Burt casts doubt on the utility of polygenic scores (PGSs) in social science research. I applaud her attempt to avoid ad hominem attacks and straw man arguments. Although she largely succeeds at the former, I argue below that she sometimes fails at the latter. And although many of the limitations she describes are valid, her conclusion – that these represent fatal flaws in the use of PGSs in social science research – is not.
Burt begins and ends her paper by drawing an analogy between the excitement previously generated by the candidate gene approach and that surrounding the use of PGSs in social and behavioral genetics research. I do not believe this analogy holds. The candidate gene era laid bare the fallibility of the scientific process as currently practiced: It is likely that the many thousands of positive candidate gene findings on psychiatric and behavioral traits reported in the literature are predominated by false positives (Border et al., Reference Border, Johnson, Evans, Smolen, Berley, Sullivan and Keller2019). However, research findings on PGSs are very different. PGS findings are largely replicable and PGSs estimate true quantities. The issue at hand is how PGSs should be used and how their results should be interpreted. This is a much different and much more interesting place to be.

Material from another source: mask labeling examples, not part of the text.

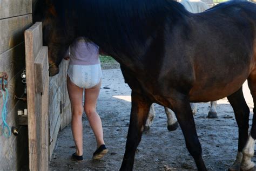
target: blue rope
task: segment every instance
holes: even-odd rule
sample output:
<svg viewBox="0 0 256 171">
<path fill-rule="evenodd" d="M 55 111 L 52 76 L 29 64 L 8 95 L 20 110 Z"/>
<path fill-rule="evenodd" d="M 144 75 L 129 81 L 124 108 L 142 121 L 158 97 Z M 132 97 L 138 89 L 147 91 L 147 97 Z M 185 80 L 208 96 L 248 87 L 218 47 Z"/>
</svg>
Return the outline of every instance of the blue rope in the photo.
<svg viewBox="0 0 256 171">
<path fill-rule="evenodd" d="M 7 81 L 4 80 L 4 85 L 7 84 Z M 6 122 L 6 118 L 8 114 L 7 110 L 7 101 L 8 101 L 9 97 L 9 92 L 7 88 L 5 88 L 5 91 L 1 90 L 2 94 L 3 95 L 3 108 L 2 110 L 2 119 L 3 120 L 3 129 L 2 132 L 4 136 L 9 138 L 11 136 L 11 128 L 9 126 L 8 124 Z M 6 95 L 5 94 L 6 93 Z M 7 130 L 7 131 L 5 131 Z"/>
</svg>

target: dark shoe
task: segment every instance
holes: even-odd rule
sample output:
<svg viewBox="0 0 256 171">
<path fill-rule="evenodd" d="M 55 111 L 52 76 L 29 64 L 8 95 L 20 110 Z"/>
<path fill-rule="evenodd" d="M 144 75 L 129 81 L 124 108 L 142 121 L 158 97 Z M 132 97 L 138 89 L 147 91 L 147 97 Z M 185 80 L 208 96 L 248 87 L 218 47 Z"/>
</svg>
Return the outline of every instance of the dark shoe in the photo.
<svg viewBox="0 0 256 171">
<path fill-rule="evenodd" d="M 77 155 L 76 153 L 72 155 L 71 159 L 77 161 L 81 162 L 83 161 L 83 155 Z"/>
<path fill-rule="evenodd" d="M 94 152 L 92 159 L 99 160 L 102 158 L 105 154 L 107 154 L 109 150 L 106 148 L 105 145 L 103 144 L 99 146 L 99 147 L 96 149 L 95 152 Z"/>
</svg>

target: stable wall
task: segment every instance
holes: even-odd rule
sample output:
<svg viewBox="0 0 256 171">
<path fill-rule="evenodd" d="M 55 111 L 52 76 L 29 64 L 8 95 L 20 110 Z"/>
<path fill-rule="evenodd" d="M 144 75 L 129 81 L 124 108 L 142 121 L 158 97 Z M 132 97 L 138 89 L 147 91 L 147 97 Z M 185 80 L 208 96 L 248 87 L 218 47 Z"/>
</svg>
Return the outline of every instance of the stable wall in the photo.
<svg viewBox="0 0 256 171">
<path fill-rule="evenodd" d="M 25 69 L 24 31 L 32 24 L 30 0 L 0 1 L 0 72 L 9 74 L 7 122 L 16 126 L 19 135 L 5 138 L 2 133 L 3 121 L 0 115 L 0 170 L 27 169 L 28 166 L 28 128 L 20 126 L 17 111 L 26 108 L 26 102 L 14 99 L 24 97 L 25 85 L 21 74 Z M 3 105 L 0 93 L 0 111 Z"/>
</svg>

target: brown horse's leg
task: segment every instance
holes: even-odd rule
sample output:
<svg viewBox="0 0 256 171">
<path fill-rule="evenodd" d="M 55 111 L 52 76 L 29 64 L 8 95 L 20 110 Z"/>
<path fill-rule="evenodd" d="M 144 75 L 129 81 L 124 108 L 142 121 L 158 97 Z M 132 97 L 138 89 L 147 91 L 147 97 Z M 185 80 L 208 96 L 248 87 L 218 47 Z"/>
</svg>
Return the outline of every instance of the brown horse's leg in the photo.
<svg viewBox="0 0 256 171">
<path fill-rule="evenodd" d="M 238 152 L 237 159 L 229 170 L 240 170 L 242 158 L 242 151 L 248 139 L 250 109 L 244 97 L 242 87 L 228 96 L 227 99 L 233 107 L 235 120 L 238 125 Z"/>
<path fill-rule="evenodd" d="M 131 170 L 133 166 L 135 152 L 140 141 L 152 102 L 141 94 L 132 91 L 132 108 L 127 136 L 125 152 L 120 170 Z"/>
<path fill-rule="evenodd" d="M 254 167 L 254 163 L 251 161 L 251 158 L 254 154 L 255 139 L 256 139 L 256 70 L 253 71 L 248 79 L 248 85 L 251 91 L 254 107 L 253 108 L 253 117 L 251 132 L 249 134 L 245 146 L 242 149 L 242 160 L 241 169 L 250 170 Z"/>
<path fill-rule="evenodd" d="M 184 95 L 175 97 L 172 103 L 173 110 L 184 135 L 187 148 L 194 158 L 198 170 L 206 170 L 188 99 Z"/>
</svg>

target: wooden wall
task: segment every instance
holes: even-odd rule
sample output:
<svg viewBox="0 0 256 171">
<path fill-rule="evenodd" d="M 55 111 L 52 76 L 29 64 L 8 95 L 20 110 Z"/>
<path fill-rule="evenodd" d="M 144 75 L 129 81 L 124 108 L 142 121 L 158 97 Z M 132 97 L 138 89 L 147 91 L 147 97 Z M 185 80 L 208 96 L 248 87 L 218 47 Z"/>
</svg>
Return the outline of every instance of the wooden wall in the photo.
<svg viewBox="0 0 256 171">
<path fill-rule="evenodd" d="M 70 102 L 66 90 L 66 70 L 68 61 L 63 60 L 58 74 L 49 79 L 49 154 L 51 159 L 56 146 L 58 133 L 71 120 Z"/>
<path fill-rule="evenodd" d="M 26 108 L 26 102 L 14 99 L 24 97 L 25 85 L 21 74 L 25 69 L 24 31 L 32 24 L 31 0 L 0 1 L 0 72 L 9 76 L 7 122 L 16 126 L 19 135 L 13 134 L 7 139 L 2 134 L 0 116 L 0 170 L 26 169 L 28 166 L 28 128 L 17 123 L 17 112 Z M 3 101 L 0 93 L 0 111 Z"/>
</svg>

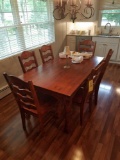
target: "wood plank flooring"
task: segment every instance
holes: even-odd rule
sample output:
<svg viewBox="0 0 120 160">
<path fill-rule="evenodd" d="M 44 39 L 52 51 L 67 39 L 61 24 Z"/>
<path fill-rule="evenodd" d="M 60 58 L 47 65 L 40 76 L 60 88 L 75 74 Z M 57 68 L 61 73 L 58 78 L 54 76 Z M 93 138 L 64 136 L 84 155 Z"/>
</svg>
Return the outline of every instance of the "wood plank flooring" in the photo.
<svg viewBox="0 0 120 160">
<path fill-rule="evenodd" d="M 72 132 L 63 132 L 64 120 L 55 119 L 39 134 L 32 118 L 25 133 L 12 94 L 0 101 L 0 160 L 120 160 L 120 65 L 109 64 L 99 90 L 98 105 L 79 124 L 74 106 Z"/>
</svg>

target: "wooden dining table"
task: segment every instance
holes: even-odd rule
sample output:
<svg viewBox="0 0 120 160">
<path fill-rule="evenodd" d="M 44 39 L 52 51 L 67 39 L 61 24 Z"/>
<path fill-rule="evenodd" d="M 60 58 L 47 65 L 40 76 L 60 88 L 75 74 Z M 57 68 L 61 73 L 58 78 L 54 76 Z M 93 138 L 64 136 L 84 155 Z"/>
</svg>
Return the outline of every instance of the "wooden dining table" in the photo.
<svg viewBox="0 0 120 160">
<path fill-rule="evenodd" d="M 65 108 L 65 131 L 69 132 L 73 97 L 91 70 L 102 60 L 103 57 L 93 56 L 81 63 L 72 63 L 69 58 L 70 68 L 64 68 L 66 59 L 55 57 L 54 60 L 20 75 L 19 78 L 24 81 L 31 80 L 42 92 L 61 101 Z"/>
</svg>

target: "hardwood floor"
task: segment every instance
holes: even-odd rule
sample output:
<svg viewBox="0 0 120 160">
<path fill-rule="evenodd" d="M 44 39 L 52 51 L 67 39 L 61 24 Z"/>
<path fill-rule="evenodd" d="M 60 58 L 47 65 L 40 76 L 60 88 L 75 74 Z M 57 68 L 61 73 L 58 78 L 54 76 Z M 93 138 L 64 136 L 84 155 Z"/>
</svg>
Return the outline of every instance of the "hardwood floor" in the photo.
<svg viewBox="0 0 120 160">
<path fill-rule="evenodd" d="M 0 160 L 120 160 L 120 65 L 109 64 L 99 90 L 98 105 L 79 124 L 74 106 L 73 127 L 63 132 L 64 120 L 52 119 L 39 134 L 39 122 L 21 124 L 17 104 L 8 95 L 0 101 Z"/>
</svg>

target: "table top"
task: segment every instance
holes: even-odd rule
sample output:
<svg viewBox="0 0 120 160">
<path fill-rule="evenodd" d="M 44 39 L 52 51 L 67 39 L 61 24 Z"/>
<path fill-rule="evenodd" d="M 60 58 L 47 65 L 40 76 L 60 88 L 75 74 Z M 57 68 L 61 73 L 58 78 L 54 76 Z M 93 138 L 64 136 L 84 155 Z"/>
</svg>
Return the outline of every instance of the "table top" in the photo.
<svg viewBox="0 0 120 160">
<path fill-rule="evenodd" d="M 37 68 L 19 76 L 24 81 L 31 80 L 33 84 L 46 91 L 71 97 L 88 77 L 91 70 L 96 67 L 103 57 L 92 57 L 81 63 L 73 64 L 68 59 L 70 68 L 64 68 L 66 59 L 55 58 Z"/>
</svg>

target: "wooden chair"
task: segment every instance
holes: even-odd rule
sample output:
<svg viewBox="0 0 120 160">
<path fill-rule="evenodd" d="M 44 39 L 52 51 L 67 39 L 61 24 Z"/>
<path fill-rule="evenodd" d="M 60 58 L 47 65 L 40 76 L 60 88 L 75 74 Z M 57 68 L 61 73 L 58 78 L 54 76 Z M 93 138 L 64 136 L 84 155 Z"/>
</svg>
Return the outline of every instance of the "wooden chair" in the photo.
<svg viewBox="0 0 120 160">
<path fill-rule="evenodd" d="M 39 49 L 39 52 L 40 52 L 41 59 L 42 59 L 43 63 L 48 62 L 49 60 L 54 59 L 51 45 L 43 45 Z"/>
<path fill-rule="evenodd" d="M 24 51 L 18 56 L 18 59 L 24 73 L 38 67 L 34 51 Z"/>
<path fill-rule="evenodd" d="M 84 40 L 79 42 L 78 45 L 79 52 L 92 52 L 92 54 L 94 55 L 96 42 L 93 42 L 92 40 Z"/>
<path fill-rule="evenodd" d="M 83 123 L 83 113 L 85 102 L 89 102 L 89 110 L 91 112 L 91 107 L 93 103 L 93 93 L 96 85 L 99 83 L 99 77 L 101 76 L 101 72 L 104 68 L 104 62 L 102 62 L 98 67 L 92 69 L 90 75 L 87 80 L 83 83 L 81 88 L 78 90 L 74 97 L 74 102 L 77 103 L 80 107 L 80 123 Z"/>
<path fill-rule="evenodd" d="M 44 116 L 48 112 L 56 111 L 57 101 L 54 98 L 46 98 L 40 95 L 39 99 L 36 94 L 32 81 L 24 82 L 21 79 L 3 74 L 9 84 L 21 113 L 23 129 L 26 130 L 26 115 L 37 116 L 40 121 L 40 129 L 42 132 L 44 126 Z"/>
<path fill-rule="evenodd" d="M 111 58 L 112 54 L 113 54 L 113 50 L 110 49 L 110 50 L 108 51 L 106 57 L 105 57 L 105 58 L 103 59 L 103 61 L 101 62 L 101 63 L 104 62 L 104 69 L 102 70 L 101 75 L 100 75 L 100 77 L 99 77 L 98 85 L 95 87 L 95 92 L 94 92 L 94 99 L 95 99 L 94 102 L 95 102 L 95 105 L 97 105 L 100 82 L 101 82 L 101 80 L 102 80 L 102 78 L 103 78 L 103 76 L 104 76 L 104 73 L 105 73 L 105 71 L 106 71 L 106 68 L 107 68 L 107 66 L 108 66 L 108 63 L 109 63 L 109 61 L 110 61 L 110 58 Z"/>
</svg>

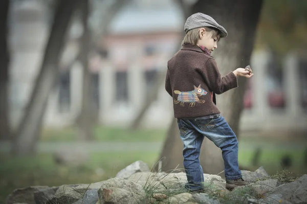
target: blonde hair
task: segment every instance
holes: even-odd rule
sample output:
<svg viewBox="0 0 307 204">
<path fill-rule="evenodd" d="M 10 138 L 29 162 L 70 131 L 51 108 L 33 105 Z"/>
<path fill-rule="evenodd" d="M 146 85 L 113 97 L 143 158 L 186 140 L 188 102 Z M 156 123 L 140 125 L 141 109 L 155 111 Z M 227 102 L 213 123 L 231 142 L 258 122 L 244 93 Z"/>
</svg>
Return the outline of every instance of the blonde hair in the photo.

A core problem with Burt's critique of PGSs is that she misconstrues the state of thinking in the field, and then proceeds to argue against her own misconstruction. For example, what Burt calls “downward causation” refers to the context dependence of genetic associations, which, she argues, makes genetic associations for social behaviors “unavoidably confounded.” Yet no behavioral geneticist (I hope) believes that genetic effects exist in a vacuum, independent from any potential environmental context. Alleles that influence smoking may often have different effects depending on public policy and availability of tobacco, and alleles that influence skin pigmentation probably have different influences on vitamin D sufficiency in societies that differ in average sun exposure, because of clothing or climate. This does not make these genetic effects “artificial” – it simply means they are mediated by environmental factors – nor does it make them “unavoidably confounded” – mediation and confounding are conceptually distinct. Such mediation makes PGSs more, not less, interesting, and would reduce enthusiasm for studying PGSs only if one expects that “true” genetic effects should be invariant across context. (Whether genetic effects differ across extant environmental differences is, of course, an empirical question.)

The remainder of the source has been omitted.